WHALE FALL: Poems, by David Baker. (Norton, $26.95.) Baker’s twelfth collection of poetry finds him in a wistful, elegiac mood, testifying to the shared weaknesses of the natural world and the aging, sick speaker. “Listen, the years are short. They are nothing’, a sweet and haunting poem evokes. “When we wake up, it’s patchy until we’re gone.”
POUKHANGATUS, by Tayi Tibble. (Knopf, $27.) This chatty, endearing debut by a young New Zealand poet draws out family history, Maori myth and the residue of pop culture to create a striking sensibility in which superstition wards off ghosts and a David Bowie sticker on a laptop looks like “a little… sexless angel lit by green charging light.”

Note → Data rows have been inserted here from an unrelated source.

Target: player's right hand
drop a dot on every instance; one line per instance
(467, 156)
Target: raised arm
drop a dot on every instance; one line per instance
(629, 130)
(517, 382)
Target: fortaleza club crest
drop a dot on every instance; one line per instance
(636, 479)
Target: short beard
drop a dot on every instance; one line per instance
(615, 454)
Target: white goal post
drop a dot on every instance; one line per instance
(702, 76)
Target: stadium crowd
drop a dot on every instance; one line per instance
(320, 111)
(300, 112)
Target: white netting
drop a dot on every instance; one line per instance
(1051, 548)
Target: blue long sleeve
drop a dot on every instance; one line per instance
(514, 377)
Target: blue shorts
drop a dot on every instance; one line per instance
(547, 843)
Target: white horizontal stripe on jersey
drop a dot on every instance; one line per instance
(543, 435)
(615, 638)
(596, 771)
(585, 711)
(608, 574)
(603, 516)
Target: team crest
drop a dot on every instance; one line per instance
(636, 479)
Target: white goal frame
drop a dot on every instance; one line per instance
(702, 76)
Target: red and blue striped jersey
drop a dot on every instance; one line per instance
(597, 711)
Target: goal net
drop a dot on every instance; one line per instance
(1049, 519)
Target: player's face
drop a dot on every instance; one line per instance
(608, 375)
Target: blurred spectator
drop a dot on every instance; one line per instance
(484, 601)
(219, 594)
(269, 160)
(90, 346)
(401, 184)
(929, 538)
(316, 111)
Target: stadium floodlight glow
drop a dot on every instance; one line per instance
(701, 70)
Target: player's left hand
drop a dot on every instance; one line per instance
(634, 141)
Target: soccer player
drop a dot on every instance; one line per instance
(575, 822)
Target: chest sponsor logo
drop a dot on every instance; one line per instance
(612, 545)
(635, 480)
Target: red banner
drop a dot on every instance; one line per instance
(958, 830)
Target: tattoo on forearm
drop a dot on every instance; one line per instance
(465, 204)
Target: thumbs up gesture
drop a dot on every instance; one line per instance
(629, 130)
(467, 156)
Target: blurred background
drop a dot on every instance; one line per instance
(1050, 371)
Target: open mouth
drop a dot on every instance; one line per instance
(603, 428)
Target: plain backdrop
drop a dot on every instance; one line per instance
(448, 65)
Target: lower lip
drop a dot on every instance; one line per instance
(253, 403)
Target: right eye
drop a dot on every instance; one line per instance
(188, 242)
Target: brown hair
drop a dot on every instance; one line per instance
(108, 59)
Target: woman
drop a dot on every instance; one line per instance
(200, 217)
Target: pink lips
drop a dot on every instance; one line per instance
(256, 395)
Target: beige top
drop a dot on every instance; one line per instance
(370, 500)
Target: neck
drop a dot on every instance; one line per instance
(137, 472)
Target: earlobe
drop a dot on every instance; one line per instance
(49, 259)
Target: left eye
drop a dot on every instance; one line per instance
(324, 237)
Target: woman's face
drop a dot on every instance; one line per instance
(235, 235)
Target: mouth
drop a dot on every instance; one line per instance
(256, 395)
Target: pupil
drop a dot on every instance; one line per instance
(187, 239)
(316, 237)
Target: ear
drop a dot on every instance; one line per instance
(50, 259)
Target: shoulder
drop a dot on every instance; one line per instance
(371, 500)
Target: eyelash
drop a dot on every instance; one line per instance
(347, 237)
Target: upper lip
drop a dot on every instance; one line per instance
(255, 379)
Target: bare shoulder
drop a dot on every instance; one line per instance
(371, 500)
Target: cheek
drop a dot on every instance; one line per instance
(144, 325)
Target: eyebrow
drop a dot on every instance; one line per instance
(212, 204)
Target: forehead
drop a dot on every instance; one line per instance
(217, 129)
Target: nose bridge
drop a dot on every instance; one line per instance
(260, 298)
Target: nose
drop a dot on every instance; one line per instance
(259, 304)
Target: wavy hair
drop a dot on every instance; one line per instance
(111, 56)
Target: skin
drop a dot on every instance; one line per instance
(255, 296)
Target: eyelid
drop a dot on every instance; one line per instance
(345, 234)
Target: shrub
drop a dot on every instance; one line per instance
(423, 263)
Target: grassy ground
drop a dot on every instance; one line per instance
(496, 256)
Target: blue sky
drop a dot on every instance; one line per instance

IGUAN IGUANA, by Caylin Capra-Thomas. (Deep Vellum, paper, $16.95.) “It’s easier, I guess, to wrap myself in myself,” Capra-Thomas writes early in this book, her first complete collection, which makes a playful sport of identity through a series of alter egos and other selves.
GIRLS WHO NEVER DIE: Poems, by Safia Elhillo. (One World, paper, $17.) In her third collection, Sudanese American Elhillo balances stark displays of sexual violence and female shame with celebrations of girlhood friendship and rebellion.
OUR VETERANS: Winners, losers, friends and foes in the new field of veteran affairs, by Suzanne Gordon, Steve Early and Jasper Craven. (Duke University, paper, $24.95; canvas, $104.95.) This chilling report examines the physical, economic, and psychological effects of military service on veterans’ health and takes a critical look at the many players involved. in shaping veteran life in the United States.
INVENTING THE IT GIRL: How Elinor Glyn Created Modern Romance and Conquered Early Hollywood, by Hilary A. Hallett. (Liveright, $32.50.) In this seamlessly told story, a history professor at Columbia University chronicles the British writer’s rise from society’s darling to steamy novelist and world-renowned celebrity in the early 20th century.
STORIES FROM THE BORDER COUNTRIES: Making and undoing the Galician past, by Omer Bartov. (Yale University, $30.) Bartov weaves personal memoirs with history to tell a multigenerational story of Europe’s eastern frontiers, a place of clashing and overlapping empires and home to a diverse Jewish community that was decimated in the Second World War. world war.
THE POET’S HOUSE, by Jean Thompson. (Algonquin, $27.) In Thompson’s eighth novel, a young high school dropout works for a landscape gardener in Northern California and struggles to find purpose until her world is expanded by a chance encounter with a celebrated poet.